Scottish columnist and award-winning blogger, Joan McAlpine, also shares her views. McAlpine writes: “I do not think anti-Catholicism is rife in Scotland and believe the enthusiasm surrounding the Pope’s visit, at every level of society, proves that to be the case.”

Elsewhere, The Scottish Sun (page 8) reports that The Church of Scotland has backed Kearney’s remarks. Spokesperson, Reverend Ian Galloway, is quoted, saying: “The Church of Scotland wants to see Scotland rid of every last vestige of sectarianism.”

Meanwhile, the Daily Record reports that England’s 2018 World Cup bid could be harmed by the BBC’s Panorama programme, screened last night. The documentary alleges that three top FIFA official took bribes from a sports marketing company in exchange for lucrative World Cup rights.

Writes reporter Martyn Ziegler: “England’s 2018 World Cup bid leaders fear the programme could further harm their chances of winning the tournament later this week.”

Adds Ziegler: “The programme is likely to be criticised over the timing of the screening as the allegations have nothing to do with World Cup votes.”

A Panorama spokesperson is quoted, saying: “The programme is in the public interest and shows that some FIFA executives involved in making decisions about the 2018 bid have a history of taking bribes.”

Staying with the Record (page 7), popular X Factor contestant Wagner Carrilho has been banned by the show’s bosses from interviews on TV and radio. The Brazilian singer, who was eliminated from the hit show last Sunday, was set to appear on ITV’s Daybreak and had a number of other TV and radio interviews set-up, all of which were cancelled.

Writes reporter Mickey McMonagle: “Simon Cowell and other senior X Factor figures are thought to fear him overshadowing the contestant ahead of next week’s semi-final.”

A ‘backstage source’ is quoted, saying: “He was effectively gagged from doing any media.

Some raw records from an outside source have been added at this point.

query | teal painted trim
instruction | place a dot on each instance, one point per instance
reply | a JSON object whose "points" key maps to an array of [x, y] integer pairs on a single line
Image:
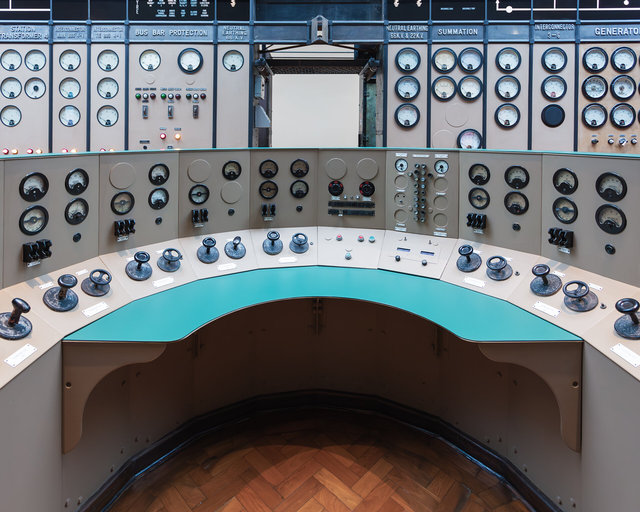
{"points": [[173, 314]]}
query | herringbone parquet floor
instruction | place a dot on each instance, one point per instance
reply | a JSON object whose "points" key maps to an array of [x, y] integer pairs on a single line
{"points": [[316, 462]]}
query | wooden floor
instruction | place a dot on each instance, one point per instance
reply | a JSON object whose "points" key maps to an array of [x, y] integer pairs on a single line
{"points": [[315, 462]]}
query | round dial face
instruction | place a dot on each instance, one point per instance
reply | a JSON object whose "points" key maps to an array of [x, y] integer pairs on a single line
{"points": [[444, 60], [444, 88], [622, 115], [35, 60], [479, 174], [69, 115], [594, 115], [33, 220], [10, 60], [516, 177], [554, 87], [470, 88], [594, 87], [10, 115], [479, 198], [516, 203], [623, 59], [407, 115], [35, 88], [565, 210], [554, 60], [34, 187], [611, 187], [11, 87], [69, 88], [108, 60], [508, 59], [611, 219], [190, 60], [407, 87], [565, 181], [76, 182], [233, 60], [107, 88], [470, 60], [149, 60], [76, 211], [595, 59], [69, 60], [198, 194], [623, 87], [122, 203], [268, 189], [507, 115]]}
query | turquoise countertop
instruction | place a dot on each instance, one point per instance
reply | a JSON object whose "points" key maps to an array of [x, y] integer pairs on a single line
{"points": [[173, 314]]}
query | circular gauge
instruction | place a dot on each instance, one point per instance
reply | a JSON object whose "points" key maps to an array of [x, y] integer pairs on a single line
{"points": [[76, 211], [299, 168], [231, 170], [69, 60], [108, 60], [198, 194], [507, 115], [554, 87], [407, 87], [35, 60], [122, 203], [565, 210], [10, 60], [233, 60], [11, 88], [158, 198], [594, 115], [35, 88], [508, 59], [469, 139], [299, 189], [623, 87], [76, 182], [611, 187], [159, 174], [69, 88], [595, 59], [594, 87], [444, 88], [516, 203], [69, 115], [407, 115], [190, 60], [508, 87], [470, 88], [34, 187], [565, 181], [479, 198], [623, 59], [470, 60], [149, 60], [10, 115], [33, 220], [554, 59], [268, 169], [611, 219], [268, 189], [516, 177], [622, 115], [107, 88]]}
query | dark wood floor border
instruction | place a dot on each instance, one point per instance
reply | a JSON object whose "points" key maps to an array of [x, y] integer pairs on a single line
{"points": [[313, 400]]}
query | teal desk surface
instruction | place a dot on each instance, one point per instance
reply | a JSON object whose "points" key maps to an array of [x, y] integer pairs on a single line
{"points": [[173, 314]]}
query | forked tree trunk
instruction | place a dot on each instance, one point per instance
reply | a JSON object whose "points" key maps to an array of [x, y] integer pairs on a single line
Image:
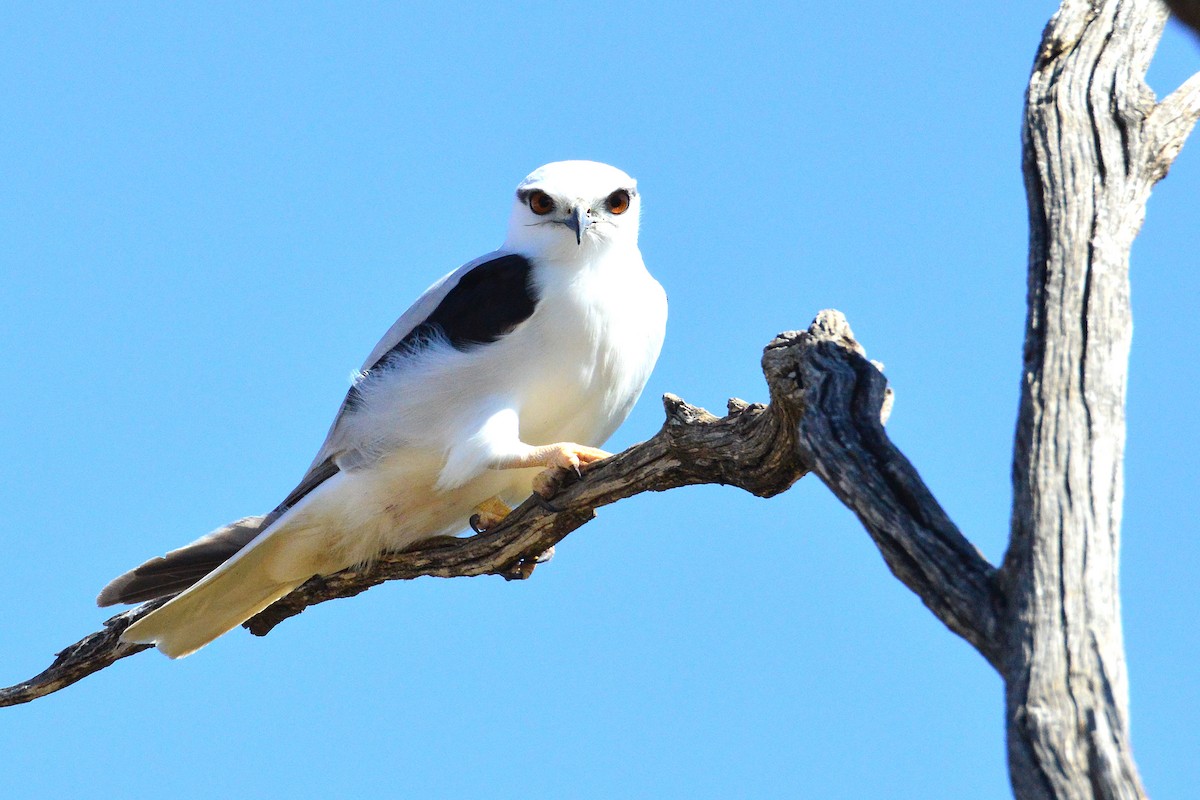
{"points": [[1049, 620], [1095, 143]]}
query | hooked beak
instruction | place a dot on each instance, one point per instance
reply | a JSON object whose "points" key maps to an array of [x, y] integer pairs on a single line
{"points": [[579, 222]]}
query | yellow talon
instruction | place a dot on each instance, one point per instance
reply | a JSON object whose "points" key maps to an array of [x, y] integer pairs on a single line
{"points": [[490, 513]]}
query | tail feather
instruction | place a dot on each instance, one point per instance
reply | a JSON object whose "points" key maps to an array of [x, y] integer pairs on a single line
{"points": [[275, 564], [180, 569]]}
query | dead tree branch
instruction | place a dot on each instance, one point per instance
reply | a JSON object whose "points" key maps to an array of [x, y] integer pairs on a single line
{"points": [[1095, 144], [826, 415]]}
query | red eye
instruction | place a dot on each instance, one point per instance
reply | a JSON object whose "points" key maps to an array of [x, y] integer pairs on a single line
{"points": [[540, 203], [618, 202]]}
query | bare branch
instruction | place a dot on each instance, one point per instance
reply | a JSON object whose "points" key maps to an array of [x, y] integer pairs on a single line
{"points": [[826, 415], [1169, 126], [843, 440]]}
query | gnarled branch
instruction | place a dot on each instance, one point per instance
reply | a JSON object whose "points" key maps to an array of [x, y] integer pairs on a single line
{"points": [[828, 403]]}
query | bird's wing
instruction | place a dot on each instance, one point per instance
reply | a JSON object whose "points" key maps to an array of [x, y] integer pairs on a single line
{"points": [[477, 304]]}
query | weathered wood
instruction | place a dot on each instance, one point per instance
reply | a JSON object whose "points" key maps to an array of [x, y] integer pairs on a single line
{"points": [[1188, 12], [844, 400], [826, 414], [1095, 144]]}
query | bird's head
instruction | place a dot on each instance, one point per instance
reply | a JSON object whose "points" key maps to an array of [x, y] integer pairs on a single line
{"points": [[570, 209]]}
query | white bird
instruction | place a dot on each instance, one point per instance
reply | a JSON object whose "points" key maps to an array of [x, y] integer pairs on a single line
{"points": [[523, 360]]}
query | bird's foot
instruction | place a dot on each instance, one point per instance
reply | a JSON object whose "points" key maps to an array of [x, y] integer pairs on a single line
{"points": [[489, 513], [561, 459]]}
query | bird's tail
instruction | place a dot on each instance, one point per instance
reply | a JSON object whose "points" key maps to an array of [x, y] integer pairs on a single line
{"points": [[277, 561], [178, 570]]}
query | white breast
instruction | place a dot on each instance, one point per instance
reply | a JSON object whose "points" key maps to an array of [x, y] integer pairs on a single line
{"points": [[597, 331]]}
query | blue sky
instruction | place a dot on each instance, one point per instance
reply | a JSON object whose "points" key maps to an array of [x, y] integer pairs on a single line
{"points": [[211, 212]]}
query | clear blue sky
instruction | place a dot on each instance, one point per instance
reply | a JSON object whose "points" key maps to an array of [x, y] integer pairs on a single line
{"points": [[209, 215]]}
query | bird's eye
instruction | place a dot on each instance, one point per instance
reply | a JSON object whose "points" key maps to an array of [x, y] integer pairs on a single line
{"points": [[618, 202], [540, 203]]}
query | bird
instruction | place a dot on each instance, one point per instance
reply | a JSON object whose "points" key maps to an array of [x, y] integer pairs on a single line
{"points": [[520, 364]]}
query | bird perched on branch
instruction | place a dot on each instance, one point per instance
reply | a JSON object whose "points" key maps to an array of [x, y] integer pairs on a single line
{"points": [[521, 361]]}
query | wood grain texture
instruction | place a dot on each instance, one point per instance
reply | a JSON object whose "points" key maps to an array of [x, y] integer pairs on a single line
{"points": [[1095, 143], [1049, 619], [828, 403]]}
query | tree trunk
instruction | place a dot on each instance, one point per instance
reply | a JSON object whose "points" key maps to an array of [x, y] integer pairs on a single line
{"points": [[1049, 620], [1093, 146]]}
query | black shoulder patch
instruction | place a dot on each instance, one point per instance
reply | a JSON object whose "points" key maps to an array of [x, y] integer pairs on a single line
{"points": [[487, 302]]}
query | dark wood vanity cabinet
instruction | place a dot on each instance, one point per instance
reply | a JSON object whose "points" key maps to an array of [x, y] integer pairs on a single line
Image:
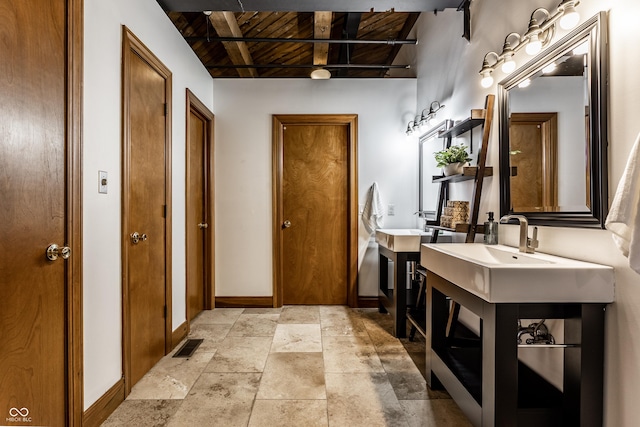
{"points": [[484, 375]]}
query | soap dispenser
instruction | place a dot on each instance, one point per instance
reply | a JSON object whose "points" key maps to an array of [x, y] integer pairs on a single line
{"points": [[490, 231]]}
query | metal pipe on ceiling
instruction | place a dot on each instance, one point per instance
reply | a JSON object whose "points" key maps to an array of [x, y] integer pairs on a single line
{"points": [[363, 66], [293, 40]]}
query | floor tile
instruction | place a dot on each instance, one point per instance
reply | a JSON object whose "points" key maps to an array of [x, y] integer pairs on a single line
{"points": [[433, 413], [262, 310], [223, 399], [350, 354], [362, 399], [297, 338], [240, 354], [295, 366], [382, 339], [142, 413], [293, 376], [289, 413], [211, 333], [171, 377], [300, 314], [255, 325], [226, 316]]}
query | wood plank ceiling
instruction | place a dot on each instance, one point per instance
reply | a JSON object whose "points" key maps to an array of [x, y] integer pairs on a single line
{"points": [[233, 45]]}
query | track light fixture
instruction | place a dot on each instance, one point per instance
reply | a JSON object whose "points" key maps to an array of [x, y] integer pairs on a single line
{"points": [[424, 118], [539, 34]]}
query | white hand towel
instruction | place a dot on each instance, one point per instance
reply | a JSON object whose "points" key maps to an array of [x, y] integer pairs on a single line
{"points": [[624, 216], [373, 213]]}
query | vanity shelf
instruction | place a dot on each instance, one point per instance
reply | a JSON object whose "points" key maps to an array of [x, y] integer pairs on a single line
{"points": [[476, 119], [469, 173], [460, 228], [488, 382], [479, 117]]}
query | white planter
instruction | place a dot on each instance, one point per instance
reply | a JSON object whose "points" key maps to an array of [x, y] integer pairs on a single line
{"points": [[454, 168]]}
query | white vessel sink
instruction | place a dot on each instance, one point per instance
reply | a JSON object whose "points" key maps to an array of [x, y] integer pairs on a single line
{"points": [[501, 274], [402, 239]]}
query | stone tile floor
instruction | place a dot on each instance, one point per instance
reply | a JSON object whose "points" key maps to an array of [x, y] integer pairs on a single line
{"points": [[296, 366]]}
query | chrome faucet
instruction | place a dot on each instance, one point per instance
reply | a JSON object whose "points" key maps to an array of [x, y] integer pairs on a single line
{"points": [[527, 245]]}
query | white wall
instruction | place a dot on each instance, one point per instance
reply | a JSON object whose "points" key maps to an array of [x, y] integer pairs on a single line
{"points": [[243, 165], [102, 147], [448, 72]]}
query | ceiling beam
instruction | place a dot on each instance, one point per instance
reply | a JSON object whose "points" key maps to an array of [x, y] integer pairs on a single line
{"points": [[328, 66], [321, 30], [404, 32], [296, 40], [226, 25], [309, 5], [349, 31]]}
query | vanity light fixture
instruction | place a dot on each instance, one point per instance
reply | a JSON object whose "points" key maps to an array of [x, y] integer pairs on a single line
{"points": [[411, 127], [549, 68], [539, 34], [570, 17], [434, 107], [524, 83], [508, 64], [424, 118]]}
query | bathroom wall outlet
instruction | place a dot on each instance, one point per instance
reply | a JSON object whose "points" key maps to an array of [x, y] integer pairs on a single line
{"points": [[102, 182]]}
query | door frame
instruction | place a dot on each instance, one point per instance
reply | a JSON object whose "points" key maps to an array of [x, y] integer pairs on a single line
{"points": [[74, 118], [132, 45], [194, 105], [278, 124]]}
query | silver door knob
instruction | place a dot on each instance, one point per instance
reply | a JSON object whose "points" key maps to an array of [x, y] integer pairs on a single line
{"points": [[54, 251], [137, 237]]}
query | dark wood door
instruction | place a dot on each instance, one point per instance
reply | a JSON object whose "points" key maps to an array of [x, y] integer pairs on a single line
{"points": [[199, 221], [33, 214], [315, 204], [145, 190], [533, 143]]}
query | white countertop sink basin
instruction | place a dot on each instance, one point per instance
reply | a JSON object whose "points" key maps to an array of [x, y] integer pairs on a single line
{"points": [[402, 239], [502, 274]]}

No other contestant had this treatment this series.”

Elsewhere, top Scottish chef, Tom Kitchin, has found himself in ‘hot water’ over his treatment of a contestant on the BBC’s popular Masterchef programme. The Scottish Daily Mail (page 25) reports that Kitchin’s allegedly harsh treatment of cooking hopeful, Ben Piette, on the popular show drew a number of complaints from viewers.

Writes Peter Laing: “Ben Piette was reduced to tears after Mr Kitchin shouted at him for stopping to take a drink while cooking, and threatened to make him pay after over-cooking some scallops.”

Staying with the Mail (page 64), Sky is planning to expand its news coverage by making a move into the Arabic market. Writes the Mail: “BSkyB is to launch a new Arabic language 24-hour news channel for the Middle East and North Africa by 2012.”

And finally, it may be St. Andrews day, but Scottish sporting pride could well have taken a dent. The Herald’s sports section (page 1) points out that the shortlist for the BBC’s prestigious Sports Personality of the Year award features no Scottish contenders.

Writes reporter Henry McCall: “Scots are notable by their absence. Andy Murray, the world No.4 tennis player who reached a grand slam final and two prestigious Masters series titles, was overlooked, as was the IndyCar champion Dario Franchitti and the WBO super-featherweight champion, Ricky Burns.”